Before giving birth, I had not identified this state as something I could relate to so viscerally. In the first several weeks of Edie’s life, I craved nothing so much as her acknowledgement, which she, being a newborn, had no wherewithal to give. At the same time, I craved myself —I missed who I had been before, the joy my hobbies and passions had once given me. Everything was rearranged, and I had to watch my life shifting around me without the energy or focus to grab onto it, full every day with simultaneous happiness and regret and fear.
The in-between mothers in fairy tales—the ones who haunt their children’s nurseries, or are doomed to wander deserts—are such a vulnerable lot.
It’s hard to say whether all this was indicative of postpartum depression. Diagnosed with a mild depressive disorder several years ago and in the habit of taking a daily antidepressant, I was already on anticipatory guard of the symptoms of PPD before Edie was born.
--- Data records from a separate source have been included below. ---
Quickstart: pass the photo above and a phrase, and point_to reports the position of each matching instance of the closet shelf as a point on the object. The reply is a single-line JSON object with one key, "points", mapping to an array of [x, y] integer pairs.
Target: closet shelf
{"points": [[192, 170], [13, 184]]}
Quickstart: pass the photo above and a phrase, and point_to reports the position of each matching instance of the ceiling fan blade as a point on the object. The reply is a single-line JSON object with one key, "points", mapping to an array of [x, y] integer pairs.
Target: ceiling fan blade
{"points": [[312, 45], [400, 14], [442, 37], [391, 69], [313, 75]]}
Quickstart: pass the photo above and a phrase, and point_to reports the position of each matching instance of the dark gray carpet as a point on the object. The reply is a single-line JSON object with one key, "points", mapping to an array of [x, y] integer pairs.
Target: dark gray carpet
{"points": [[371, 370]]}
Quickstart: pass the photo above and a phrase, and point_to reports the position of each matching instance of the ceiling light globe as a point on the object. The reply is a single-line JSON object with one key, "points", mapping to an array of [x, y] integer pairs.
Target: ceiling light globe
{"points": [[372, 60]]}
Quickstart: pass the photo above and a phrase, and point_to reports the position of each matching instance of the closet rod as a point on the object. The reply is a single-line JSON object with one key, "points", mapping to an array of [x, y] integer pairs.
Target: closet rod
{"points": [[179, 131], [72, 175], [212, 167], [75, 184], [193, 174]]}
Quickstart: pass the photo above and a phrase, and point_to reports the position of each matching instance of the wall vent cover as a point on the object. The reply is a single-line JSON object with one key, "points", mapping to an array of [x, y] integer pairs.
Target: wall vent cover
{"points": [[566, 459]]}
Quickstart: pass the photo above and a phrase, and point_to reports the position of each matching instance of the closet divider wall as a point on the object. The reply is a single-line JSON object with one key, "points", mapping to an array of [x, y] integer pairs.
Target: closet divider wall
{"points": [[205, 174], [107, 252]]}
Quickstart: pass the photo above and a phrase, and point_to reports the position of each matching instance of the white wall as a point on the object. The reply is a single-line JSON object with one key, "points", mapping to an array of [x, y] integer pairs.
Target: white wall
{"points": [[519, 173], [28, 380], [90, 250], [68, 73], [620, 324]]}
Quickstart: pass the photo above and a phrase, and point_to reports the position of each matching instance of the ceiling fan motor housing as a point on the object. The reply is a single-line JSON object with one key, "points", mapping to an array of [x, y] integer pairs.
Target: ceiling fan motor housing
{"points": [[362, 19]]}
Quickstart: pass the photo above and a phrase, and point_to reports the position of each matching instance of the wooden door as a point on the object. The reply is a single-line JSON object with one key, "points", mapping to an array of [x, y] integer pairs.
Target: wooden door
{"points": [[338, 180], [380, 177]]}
I didn’t feel one hundred percent listless or hopeless; when I was well-rested, I knew that I would get through this time.
Nonetheless, “baby blues,” that insipid term, does nothing to convey how surreal it was. I had never felt more vulnerable in my life, but in another sense I’d also been strengthened by what I had gone through, and who had been there to meet me on the other side. So, every few hours, I watched her as she closed her eyes against my skin, and I waited for her to see me.
*
Illustration by P. Grot Johann/NYPL Digital Collections
In “Brother and Sister,” despite the departed queen’s warnings, she does eventually return. The king learns of the spectral visitations and waits in the chamber to see her ghost appear. When she speaks—
How is my child? How is my fawn? There’s no more time. Soon I’ll be gone.
—he proclaims her to be his true wife. The color returns to her cheeks, and she comes back to life.
What saves these lost new mothers is different in every fairy tale. Sometimes it’s a mere physical reunion with their family or the confession of a past wrong, but often they’re brought back from danger simply by virtue of being seen and recognized. For me, coming back to life took time: Time healed my abdomen, sanded down the acute edges of my regret about the C-section and my anger about the anesthesia, and fed my daughter until she was smiling, growing strong, and exploring her little world.
But recognition has played its small part, too. Just a month or so ago, I was nursing Edie and she looked up at my face—she reached up to my lip, then lowered her hand to her own lips and smiled. I’d been doing well before that, getting into routines and enjoying watching her daily discoveries. But in that moment, I felt as though my flesh had finally colored back in all the way. Not only had my daughter seen me, she’d seen herself in my face.
Yes, honey , I said to her. I’m right here, and so are you. We are both right here.